Concepts

Redaction

Redaction modifies specific fields in a call’s parameters before the call is forwarded. Unlike deny, which blocks the call entirely, redaction allows the call to proceed with sanitized content. The original values never leave the engine.

This page covers how redaction works internally: the mutation lifecycle, the secret detection layer, the security properties that prevent original values from leaking, and the audit trail that records what changed.

Why redaction exists

Agents interact with APIs using freeform text fields — message bodies, issue descriptions, code snippets, query parameters. These fields can contain sensitive content that the agent did not intend to expose: credentials copied from context, PII from previous conversation turns, or internal identifiers that should not leave the organization. Redaction addresses this by modifying the content in transit, without interrupting the agent’s workflow.

What redaction does

A redact rule targets a single field in the call’s params (e.g., params.text or params.body.content) and applies regex-based replacements to its string value.
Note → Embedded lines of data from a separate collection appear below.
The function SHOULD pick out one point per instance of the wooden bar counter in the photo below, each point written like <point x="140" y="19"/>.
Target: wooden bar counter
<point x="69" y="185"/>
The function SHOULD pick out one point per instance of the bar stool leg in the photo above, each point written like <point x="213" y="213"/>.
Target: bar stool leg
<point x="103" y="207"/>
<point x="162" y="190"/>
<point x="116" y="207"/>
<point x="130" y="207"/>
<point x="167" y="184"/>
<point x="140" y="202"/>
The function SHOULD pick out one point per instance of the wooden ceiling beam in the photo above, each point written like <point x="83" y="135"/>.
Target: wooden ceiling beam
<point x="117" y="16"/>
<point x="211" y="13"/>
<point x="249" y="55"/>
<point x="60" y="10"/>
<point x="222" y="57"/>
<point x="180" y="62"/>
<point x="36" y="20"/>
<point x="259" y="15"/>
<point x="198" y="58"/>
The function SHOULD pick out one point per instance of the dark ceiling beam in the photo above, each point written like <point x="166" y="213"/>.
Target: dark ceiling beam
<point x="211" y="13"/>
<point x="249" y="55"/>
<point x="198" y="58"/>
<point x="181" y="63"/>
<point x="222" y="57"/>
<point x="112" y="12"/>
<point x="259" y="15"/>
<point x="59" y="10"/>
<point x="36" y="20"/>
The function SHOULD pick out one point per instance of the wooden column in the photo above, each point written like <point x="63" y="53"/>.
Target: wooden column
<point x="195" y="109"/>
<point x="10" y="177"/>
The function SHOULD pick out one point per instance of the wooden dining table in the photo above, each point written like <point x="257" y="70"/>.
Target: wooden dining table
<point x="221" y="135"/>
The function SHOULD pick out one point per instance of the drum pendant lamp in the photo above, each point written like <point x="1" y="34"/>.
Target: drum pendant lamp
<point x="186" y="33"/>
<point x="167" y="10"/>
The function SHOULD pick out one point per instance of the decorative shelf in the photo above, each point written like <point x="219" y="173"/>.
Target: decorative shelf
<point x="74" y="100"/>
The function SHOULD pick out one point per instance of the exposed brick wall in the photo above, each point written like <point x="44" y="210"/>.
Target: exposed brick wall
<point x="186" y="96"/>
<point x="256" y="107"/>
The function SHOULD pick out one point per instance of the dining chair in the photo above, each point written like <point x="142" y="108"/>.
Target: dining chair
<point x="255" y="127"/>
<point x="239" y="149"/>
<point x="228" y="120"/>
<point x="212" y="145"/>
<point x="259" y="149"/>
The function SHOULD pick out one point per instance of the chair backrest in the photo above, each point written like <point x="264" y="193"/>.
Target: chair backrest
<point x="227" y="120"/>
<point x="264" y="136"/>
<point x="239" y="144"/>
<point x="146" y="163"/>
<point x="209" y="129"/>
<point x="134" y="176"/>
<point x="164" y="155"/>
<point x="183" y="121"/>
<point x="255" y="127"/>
The engine returns the modified params alongside the allow decision, and the caller forwards the mutated version to the upstream service.

This is useful when a call is legitimate but its content contains data that should not reach the destination — credentials embedded in freeform text, personally identifiable information (PII), or values that violate organizational policy.

The distinction from deny matters:

Deny blocks the entire call and returns a structured error to the agent. The upstream service never sees the call.
Redact allows the call to succeed, but replaces specific content before the call reaches the upstream service. The agent receives a normal response.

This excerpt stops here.